Books have been an important part of my life since I was a small child. Through them, I traveled to far-off lands and imaginary kingdoms, met wonderful friends, and learned how to do all kinds of new things from cooking to calligraphy to making books. I made some books as a child but my passion for construction came when I had a child of my own.

I've always liked making things. I got it from my mother. She never concentrated on any one thing but in her life she sewed, knitted, painted, and made stained glass, as well as enhanced our lives with Christmas ornaments, house, table, and holiday decorations. And she did it all without the guidance of Martha Stewart.

It's been a long journey from the girl making crafts with her mother to the artist and teacher of today. I graduated from Boston University with a degree in English Literature. I spent a year being miserable doing clerical work in an office, followed by four years teaching swimming for the Boston School Department. Although I didn't know it then, I was receiving invaluable training for the teaching that was to come as I learned to keep order with thirty excited kids in the pool.

I left the wet world of the Hennigan School pool because I wanted to open a children's bookstore. While I waited for that to happen, I started doing calligraphy, which had been an occasional pastime since high school. I became obsessed. I eventually worked at it commercially doing invitations, diplomas, certificates, menus, wedding proposals, poems, logos--the works. I also exhibited calligraphic work as a fine artist and taught an Introduction to Calligraphy course at Rivier College.

After about ten years, calligraphy began to lose its magic. The commercial work was beginning to bore me, the clients were driving me crazy, and the fine art work was no longer satisfying. I wanted to do something more personal and less interpretive. After experiments with painting and surface design on fabric, I discovered the book form. I made books as artwork and also for and about my young son.

My career as a teacher of bookmaking began when my son was in pre-school. I showed his teacher a valentine accordion book with a red ribbon threaded through slits in the pages. When her first words were, "Hand-eye coordination," I knew there were possibilities for making books with children. Since that time, I've taught over thirty thousand students and teachers from grades pre-K through 8.

Over the years my teaching has evolved. In the beginning, I approached the book very much as a tool of artistic and personal expression. I came to see that what teachers need are ways to work within the curriculum. Most of the books I teach are designed to make learning facts and concepts and doing research fun.
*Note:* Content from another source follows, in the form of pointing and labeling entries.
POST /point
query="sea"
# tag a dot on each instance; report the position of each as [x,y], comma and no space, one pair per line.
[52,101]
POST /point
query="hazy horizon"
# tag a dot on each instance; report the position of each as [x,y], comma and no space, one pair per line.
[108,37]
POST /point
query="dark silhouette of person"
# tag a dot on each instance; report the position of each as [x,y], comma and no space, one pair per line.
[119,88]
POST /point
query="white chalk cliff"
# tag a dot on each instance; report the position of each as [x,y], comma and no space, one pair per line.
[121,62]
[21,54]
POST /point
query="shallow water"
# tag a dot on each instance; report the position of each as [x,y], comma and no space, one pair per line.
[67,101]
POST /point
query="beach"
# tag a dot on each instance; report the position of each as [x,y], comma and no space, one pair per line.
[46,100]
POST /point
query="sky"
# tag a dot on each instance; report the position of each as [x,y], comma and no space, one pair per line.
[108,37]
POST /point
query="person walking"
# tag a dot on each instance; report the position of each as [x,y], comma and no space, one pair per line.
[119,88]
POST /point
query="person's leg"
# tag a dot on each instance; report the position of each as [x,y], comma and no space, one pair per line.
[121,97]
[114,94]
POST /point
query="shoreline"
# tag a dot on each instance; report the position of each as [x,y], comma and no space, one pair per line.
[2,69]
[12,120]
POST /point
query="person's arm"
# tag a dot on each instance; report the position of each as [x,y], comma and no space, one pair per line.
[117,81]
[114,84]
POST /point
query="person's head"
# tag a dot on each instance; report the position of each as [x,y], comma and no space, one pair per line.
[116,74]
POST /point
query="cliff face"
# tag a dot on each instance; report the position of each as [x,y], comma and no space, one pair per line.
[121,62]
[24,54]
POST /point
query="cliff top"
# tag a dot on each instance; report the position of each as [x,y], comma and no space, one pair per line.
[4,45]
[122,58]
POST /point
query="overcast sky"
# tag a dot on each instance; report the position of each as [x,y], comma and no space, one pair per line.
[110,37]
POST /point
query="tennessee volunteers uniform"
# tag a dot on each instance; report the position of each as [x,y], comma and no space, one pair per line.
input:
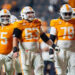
[65,32]
[72,3]
[29,45]
[6,36]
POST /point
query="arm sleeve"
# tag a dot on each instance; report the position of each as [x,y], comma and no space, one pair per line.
[17,33]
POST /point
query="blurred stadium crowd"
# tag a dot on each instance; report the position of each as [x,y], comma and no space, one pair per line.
[45,9]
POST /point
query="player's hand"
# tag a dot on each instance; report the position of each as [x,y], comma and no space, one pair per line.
[15,55]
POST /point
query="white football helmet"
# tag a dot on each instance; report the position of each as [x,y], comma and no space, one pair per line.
[27,13]
[13,19]
[73,9]
[5,16]
[66,12]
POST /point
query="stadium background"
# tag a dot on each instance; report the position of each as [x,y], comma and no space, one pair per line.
[45,9]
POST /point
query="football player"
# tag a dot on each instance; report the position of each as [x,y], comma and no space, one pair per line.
[64,30]
[73,13]
[29,32]
[6,34]
[17,66]
[13,19]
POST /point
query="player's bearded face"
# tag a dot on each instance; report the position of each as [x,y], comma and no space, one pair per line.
[30,15]
[5,19]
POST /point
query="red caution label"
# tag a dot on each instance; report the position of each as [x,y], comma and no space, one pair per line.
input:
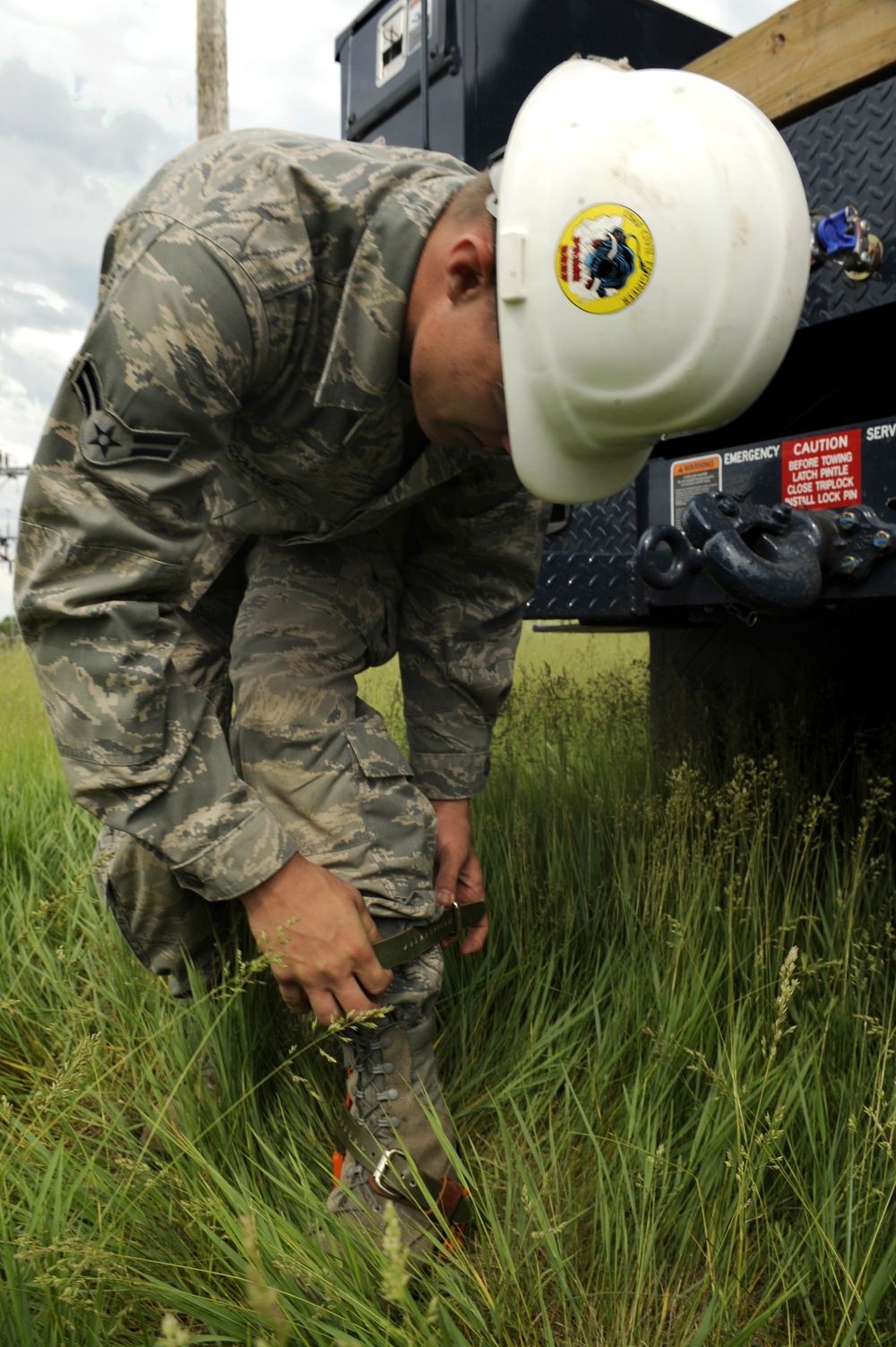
[823,471]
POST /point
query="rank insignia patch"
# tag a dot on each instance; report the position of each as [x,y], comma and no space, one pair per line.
[106,439]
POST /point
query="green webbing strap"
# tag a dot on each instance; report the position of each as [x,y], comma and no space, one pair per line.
[407,945]
[393,1176]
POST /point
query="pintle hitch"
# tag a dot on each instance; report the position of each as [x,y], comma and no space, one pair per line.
[770,557]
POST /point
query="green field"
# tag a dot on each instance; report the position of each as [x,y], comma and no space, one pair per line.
[673,1071]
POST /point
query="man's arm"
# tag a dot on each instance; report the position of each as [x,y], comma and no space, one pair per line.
[119,522]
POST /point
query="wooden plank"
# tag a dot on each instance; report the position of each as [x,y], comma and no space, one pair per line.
[807,54]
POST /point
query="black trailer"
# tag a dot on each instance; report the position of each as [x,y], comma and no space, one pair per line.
[813,461]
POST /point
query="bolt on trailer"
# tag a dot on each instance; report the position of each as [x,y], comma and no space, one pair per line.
[762,551]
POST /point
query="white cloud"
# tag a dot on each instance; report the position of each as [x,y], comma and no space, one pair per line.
[95,96]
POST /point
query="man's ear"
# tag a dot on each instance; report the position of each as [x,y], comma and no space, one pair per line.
[470,265]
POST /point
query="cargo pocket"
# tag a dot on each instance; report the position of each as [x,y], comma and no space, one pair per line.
[398,819]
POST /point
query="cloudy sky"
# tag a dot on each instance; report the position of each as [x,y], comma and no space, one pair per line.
[95,94]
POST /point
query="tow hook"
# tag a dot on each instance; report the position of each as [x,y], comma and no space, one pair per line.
[770,557]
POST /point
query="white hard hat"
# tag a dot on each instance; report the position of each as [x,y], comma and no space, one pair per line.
[652,259]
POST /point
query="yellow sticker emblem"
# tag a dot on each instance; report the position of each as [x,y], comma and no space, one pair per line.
[604,259]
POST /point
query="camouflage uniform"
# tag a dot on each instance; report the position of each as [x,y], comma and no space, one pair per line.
[232,505]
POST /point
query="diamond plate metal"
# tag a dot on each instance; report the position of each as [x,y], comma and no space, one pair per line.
[845,152]
[588,570]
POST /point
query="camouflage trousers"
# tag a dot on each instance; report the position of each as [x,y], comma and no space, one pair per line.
[277,647]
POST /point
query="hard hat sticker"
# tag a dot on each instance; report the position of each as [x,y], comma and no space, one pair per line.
[604,259]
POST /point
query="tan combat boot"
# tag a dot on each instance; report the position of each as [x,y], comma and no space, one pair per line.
[391,1153]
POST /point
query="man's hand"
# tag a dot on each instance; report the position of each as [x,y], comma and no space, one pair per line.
[318,935]
[457,875]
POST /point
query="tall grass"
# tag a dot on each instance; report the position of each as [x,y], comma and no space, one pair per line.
[673,1071]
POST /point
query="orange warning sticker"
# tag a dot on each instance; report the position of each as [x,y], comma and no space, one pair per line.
[690,477]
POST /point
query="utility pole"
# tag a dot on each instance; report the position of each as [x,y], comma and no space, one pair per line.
[7,538]
[211,67]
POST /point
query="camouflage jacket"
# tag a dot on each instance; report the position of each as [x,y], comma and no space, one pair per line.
[240,379]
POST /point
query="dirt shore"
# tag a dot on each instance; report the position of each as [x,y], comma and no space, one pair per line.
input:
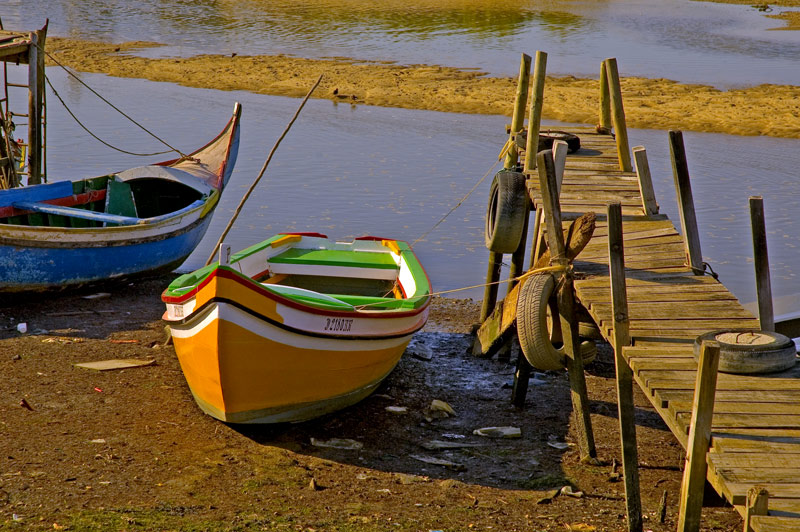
[130,450]
[772,110]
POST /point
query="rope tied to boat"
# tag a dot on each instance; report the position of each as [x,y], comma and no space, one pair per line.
[117,109]
[565,269]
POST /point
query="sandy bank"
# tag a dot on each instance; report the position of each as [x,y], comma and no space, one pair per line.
[772,110]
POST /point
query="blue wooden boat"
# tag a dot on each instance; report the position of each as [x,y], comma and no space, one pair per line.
[138,221]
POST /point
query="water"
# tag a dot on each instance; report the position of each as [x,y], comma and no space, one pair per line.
[349,171]
[724,45]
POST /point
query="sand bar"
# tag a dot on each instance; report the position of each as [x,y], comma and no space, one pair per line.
[772,110]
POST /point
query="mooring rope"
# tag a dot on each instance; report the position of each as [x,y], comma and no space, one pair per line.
[86,129]
[457,205]
[117,109]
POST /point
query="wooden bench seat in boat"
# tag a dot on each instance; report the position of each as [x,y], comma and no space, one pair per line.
[332,262]
[49,208]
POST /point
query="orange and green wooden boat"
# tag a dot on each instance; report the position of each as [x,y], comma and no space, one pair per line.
[296,326]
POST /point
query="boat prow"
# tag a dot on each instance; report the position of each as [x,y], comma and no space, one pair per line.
[297,326]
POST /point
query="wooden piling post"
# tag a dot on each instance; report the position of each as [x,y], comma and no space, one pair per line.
[34,111]
[694,473]
[521,377]
[683,188]
[566,304]
[621,337]
[518,118]
[766,316]
[649,204]
[535,112]
[757,504]
[618,115]
[605,99]
[490,291]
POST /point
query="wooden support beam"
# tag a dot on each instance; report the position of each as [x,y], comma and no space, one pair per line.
[694,473]
[757,504]
[490,291]
[683,188]
[618,115]
[34,113]
[535,111]
[518,118]
[605,99]
[566,305]
[766,316]
[649,204]
[621,337]
[521,377]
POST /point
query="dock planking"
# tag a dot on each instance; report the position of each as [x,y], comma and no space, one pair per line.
[756,421]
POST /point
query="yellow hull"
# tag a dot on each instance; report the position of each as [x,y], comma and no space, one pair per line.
[242,369]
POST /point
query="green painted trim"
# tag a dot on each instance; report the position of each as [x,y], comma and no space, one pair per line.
[336,257]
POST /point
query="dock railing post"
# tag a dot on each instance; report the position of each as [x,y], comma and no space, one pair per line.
[757,504]
[694,473]
[618,115]
[566,304]
[621,338]
[605,99]
[535,111]
[518,118]
[766,316]
[517,121]
[683,188]
[649,204]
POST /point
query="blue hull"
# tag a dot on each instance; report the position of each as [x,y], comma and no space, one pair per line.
[26,268]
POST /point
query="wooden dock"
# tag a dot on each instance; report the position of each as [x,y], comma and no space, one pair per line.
[755,428]
[756,423]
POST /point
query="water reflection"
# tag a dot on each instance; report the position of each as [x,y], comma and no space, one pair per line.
[679,39]
[393,172]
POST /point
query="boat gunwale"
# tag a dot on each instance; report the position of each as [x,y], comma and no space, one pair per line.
[207,307]
[229,273]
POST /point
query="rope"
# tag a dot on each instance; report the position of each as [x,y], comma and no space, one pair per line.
[86,129]
[706,270]
[261,173]
[457,205]
[117,109]
[546,269]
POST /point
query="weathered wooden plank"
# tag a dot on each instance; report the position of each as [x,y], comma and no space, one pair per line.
[754,460]
[769,523]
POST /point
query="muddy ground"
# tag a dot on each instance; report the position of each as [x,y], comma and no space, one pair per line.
[130,450]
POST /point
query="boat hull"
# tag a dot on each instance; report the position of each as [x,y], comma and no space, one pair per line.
[242,368]
[40,259]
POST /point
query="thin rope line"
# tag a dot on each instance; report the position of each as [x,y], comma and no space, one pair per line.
[457,205]
[546,269]
[117,109]
[261,173]
[86,129]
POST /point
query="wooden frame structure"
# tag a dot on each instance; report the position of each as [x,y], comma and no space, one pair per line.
[644,285]
[23,48]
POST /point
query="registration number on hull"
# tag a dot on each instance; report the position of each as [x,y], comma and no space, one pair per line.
[338,324]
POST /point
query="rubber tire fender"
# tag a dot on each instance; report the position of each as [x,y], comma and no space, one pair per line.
[535,337]
[505,213]
[777,355]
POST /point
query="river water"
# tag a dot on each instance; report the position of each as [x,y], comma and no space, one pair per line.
[348,171]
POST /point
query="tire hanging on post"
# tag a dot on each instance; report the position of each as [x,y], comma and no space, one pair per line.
[535,335]
[505,214]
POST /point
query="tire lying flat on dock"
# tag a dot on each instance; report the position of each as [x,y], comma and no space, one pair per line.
[748,351]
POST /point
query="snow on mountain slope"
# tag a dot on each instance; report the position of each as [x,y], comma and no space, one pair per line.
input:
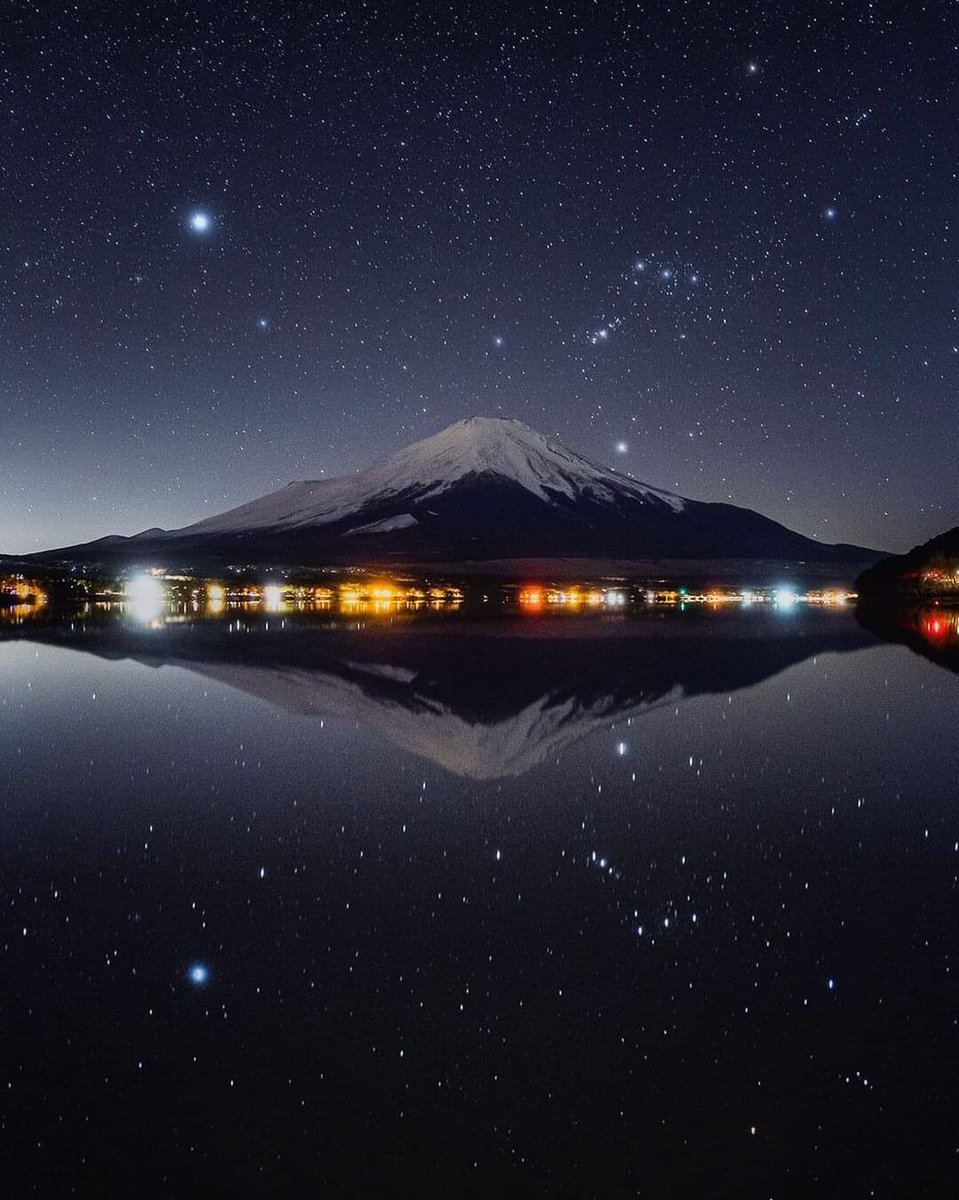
[474,447]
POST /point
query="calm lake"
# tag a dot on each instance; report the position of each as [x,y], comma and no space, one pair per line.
[657,905]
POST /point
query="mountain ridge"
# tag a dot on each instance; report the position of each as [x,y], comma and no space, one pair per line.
[484,489]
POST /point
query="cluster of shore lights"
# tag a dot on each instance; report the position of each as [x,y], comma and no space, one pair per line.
[784,597]
[940,627]
[149,593]
[575,598]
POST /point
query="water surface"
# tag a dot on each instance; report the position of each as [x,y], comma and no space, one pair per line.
[599,906]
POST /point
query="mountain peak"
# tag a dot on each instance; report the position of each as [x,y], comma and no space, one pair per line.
[478,447]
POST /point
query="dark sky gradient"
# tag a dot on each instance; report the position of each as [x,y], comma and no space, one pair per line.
[721,233]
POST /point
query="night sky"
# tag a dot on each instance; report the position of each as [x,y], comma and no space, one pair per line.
[711,244]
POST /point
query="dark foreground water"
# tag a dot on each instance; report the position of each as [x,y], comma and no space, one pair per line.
[659,906]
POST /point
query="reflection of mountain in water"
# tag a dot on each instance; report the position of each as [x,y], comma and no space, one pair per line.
[481,700]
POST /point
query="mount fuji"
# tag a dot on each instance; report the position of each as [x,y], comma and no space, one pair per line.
[484,490]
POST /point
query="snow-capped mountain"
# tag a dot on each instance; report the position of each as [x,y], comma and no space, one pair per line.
[481,490]
[471,449]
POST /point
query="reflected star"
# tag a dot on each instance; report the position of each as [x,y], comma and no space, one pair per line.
[198,973]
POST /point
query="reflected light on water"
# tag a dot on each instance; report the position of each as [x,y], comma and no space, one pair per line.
[145,598]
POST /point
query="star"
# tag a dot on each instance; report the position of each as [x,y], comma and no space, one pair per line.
[198,973]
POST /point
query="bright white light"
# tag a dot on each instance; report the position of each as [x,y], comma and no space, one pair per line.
[198,973]
[145,595]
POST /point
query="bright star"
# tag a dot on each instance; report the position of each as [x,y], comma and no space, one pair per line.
[198,973]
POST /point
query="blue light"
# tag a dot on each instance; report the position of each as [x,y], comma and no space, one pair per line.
[198,973]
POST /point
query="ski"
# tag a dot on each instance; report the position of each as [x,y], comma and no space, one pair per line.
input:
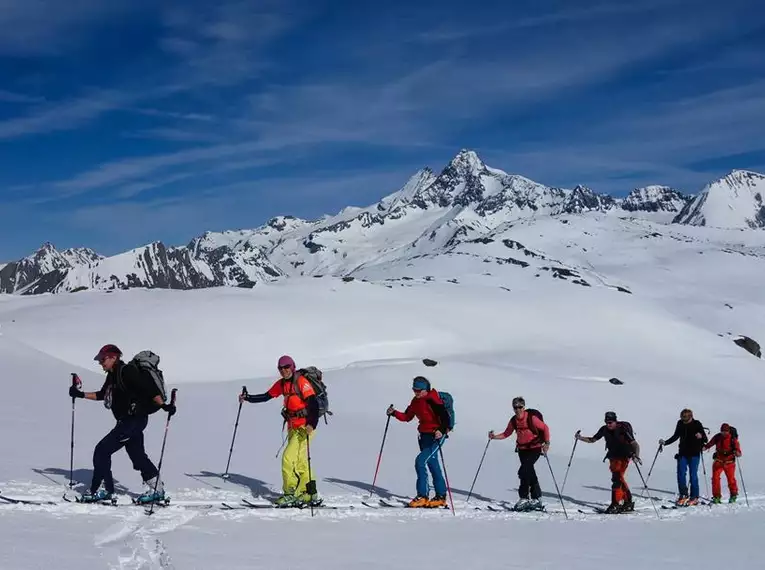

About five years ago began making books with recycled or more accurately, repurposed, materials whenever possible. I was motivated by my concern for the environment and climate change and our recycling at home but I have found it to be wonderful for the children as well. There is a different energy in the room as they transform boxes and bags into books. In addition to consuming less paper, they learn to look creatively at the things they discard. Whenever possible, I am also trying to do more workshops for families. With the ever increasing pressure on teachers and schools to cover curriculum material and prepare for testing, it is helpful if parents can provide an environment for creative expression at home.

In some ways I have come back to the beginning. I am again more interested in the book as a creative tool and less in curriculum. Where my mission for years was to have all children make books, it is now to have EVERYONE make books. When I do workshops with families, I often feel that parents need the time to relax and create even more than the kids. I appreciate more and more the power of the internet to connect us and am spending more time using it to spread the word about making books.

My task is always to try to reach a balance between teaching, my artwork, and life with family and friends. I have come to appreciate that having more ideas than time is a good thing and look forward to all that comes my way.